También es cierto que la información y la desinformación circulan hoy en mucha mayor cantidad y mucho más velozmente que antaño. ¿Pero significa eso que hay más manipulación o engaño en un sentido absoluto? No. Se trata de un cambio de escala. Hoy se puede manipular más y mejor. Pero también se puede uno informar (y opinar, y criticar, y plantar cara a la desinformación) igualmente más y mejor. Quien crea que esto es una ingenuidad (pero no su paranoica creencia en que estamos más controlados que nunca por el «sistema») que trate de imaginar como vivía y pensaba la gente hace siglos: absolutamente sometidos al influjo omnipresente (y sin alternativas) de unas pocas y poderosas ideas, tan prejuiciosas o dogmáticas, al menos, como las de cualquier demagogo o fanático de rabiosa actualidad.

Así pues, y pese a la histérica insistencia en la novedad del «acontecimiento histórico» de cada día (los medios -puro espectáculo- viven de esta mentira), no hay, en esto de las «fake», nada esencialmente nuevo bajo el sol. Tampoco el previsible incremento del control que sigue siempre a la escenificación de algún «enemigo público» por parte del poder. Ya verán.
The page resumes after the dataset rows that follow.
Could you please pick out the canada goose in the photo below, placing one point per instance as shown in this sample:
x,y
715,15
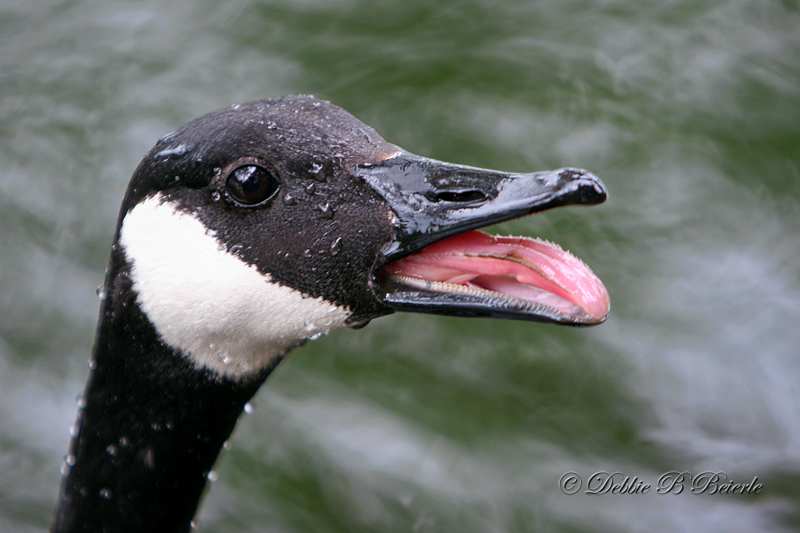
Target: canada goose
x,y
254,228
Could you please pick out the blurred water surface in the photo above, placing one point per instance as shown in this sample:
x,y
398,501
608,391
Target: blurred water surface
x,y
689,111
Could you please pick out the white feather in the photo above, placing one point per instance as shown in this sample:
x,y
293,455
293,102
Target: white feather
x,y
217,310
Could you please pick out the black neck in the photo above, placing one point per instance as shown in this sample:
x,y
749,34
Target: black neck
x,y
152,427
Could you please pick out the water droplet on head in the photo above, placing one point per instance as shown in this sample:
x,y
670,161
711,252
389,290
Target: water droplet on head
x,y
168,137
326,210
177,151
336,245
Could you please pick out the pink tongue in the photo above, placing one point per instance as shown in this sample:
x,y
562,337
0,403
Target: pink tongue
x,y
521,267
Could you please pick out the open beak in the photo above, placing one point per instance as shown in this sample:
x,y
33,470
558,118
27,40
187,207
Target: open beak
x,y
437,263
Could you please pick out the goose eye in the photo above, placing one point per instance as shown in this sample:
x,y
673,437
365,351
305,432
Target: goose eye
x,y
251,184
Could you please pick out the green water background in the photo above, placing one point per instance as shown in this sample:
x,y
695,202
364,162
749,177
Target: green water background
x,y
688,110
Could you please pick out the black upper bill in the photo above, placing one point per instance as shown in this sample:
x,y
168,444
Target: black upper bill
x,y
433,200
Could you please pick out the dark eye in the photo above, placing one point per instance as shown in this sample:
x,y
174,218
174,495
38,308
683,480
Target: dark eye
x,y
251,184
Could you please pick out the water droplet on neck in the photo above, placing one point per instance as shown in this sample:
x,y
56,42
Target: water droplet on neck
x,y
336,245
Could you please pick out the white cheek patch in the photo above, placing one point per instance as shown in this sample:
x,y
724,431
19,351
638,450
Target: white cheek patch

Por supuesto que las «fake news» -ahora y hace mil años- son preocupantes. Pero la única forma de prevenir o paliar su efectividad no es la censura «paternal» de la información por parte del Estado, sino el fortalecimiento de la capacidad crítica y la autonomía racional de los ciudadanos. Algo que siempre parece aplazarse por mor del «acontecimiento histórico» de turno y sus inapelables urgencias.